Wuthering Heights still current 176 years later

But why Does your book like and continue to like despite 176 years having passed since its publication? Many psychoanalysts, literary critics, linguists, historians, biographers have given an answer. And, among these, since of Wuthering Heights a drawn version could not be missing, there is also that of cartoonist Sean Michael Wilson. His Wuthering Heights: the Graphic Novel Quick Text is a reissue for quick reading accompanied by comics. In the introduction Wilson comments: “Deprivation, madness, cruelty, frustrated love and ghosts: what more could you want from a book?”.

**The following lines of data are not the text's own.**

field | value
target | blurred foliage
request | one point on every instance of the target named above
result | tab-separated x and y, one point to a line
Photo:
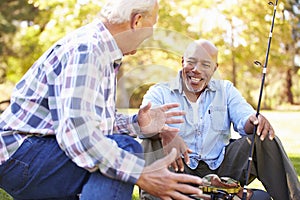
240	30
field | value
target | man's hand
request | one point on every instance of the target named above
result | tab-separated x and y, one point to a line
264	127
153	121
172	140
157	180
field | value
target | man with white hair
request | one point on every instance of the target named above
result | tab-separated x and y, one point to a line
61	136
204	140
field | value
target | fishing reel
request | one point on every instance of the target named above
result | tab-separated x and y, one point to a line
221	195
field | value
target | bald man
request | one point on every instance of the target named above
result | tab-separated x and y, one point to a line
204	142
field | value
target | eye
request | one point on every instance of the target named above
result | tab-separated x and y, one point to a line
205	65
192	63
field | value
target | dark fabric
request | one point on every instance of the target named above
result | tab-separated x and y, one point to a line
270	165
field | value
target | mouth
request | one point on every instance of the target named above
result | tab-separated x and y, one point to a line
195	80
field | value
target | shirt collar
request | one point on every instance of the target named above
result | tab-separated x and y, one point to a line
115	52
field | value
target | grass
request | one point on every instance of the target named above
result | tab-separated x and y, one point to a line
286	125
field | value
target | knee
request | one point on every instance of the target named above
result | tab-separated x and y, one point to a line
129	144
260	195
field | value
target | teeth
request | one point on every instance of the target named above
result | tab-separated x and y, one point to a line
195	79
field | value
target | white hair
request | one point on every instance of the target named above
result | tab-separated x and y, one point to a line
119	11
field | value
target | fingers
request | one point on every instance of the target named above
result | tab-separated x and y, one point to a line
169	106
146	108
264	127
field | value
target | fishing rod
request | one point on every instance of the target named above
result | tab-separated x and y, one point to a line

Emily Brontë (Thornton, July 30, 1818 – Haworth, December 19, 1848) author of “Wuthering Heights” in her novel describes the passionate love that leads to self-destruction.

A strict Victorian family

At the cinema the biography of the author of Wuthering Heights

It is showing in cinemas Emily, biotopic dedicated to Emily Brontë. It was featured in the 2022 Toronto Film Festival Official Selection (tiff.net/events/emily), lasts 130 minutes and is the directorial debut of Frances O’Connor, Australian actress and screenwriter who chose Emma Mackey as the protagonist, known for her role as Maeve Wiley in the television series Sex Education. The director wanted to emphasize the subjection of women in an oppressive patriarchy, many of the obstacles that stood between Emily Brontë and self-fulfillment were the result of a deeply rooted sexism. A film that tells her story, the too short life of the writer, and reminds us that her struggle is not over yet.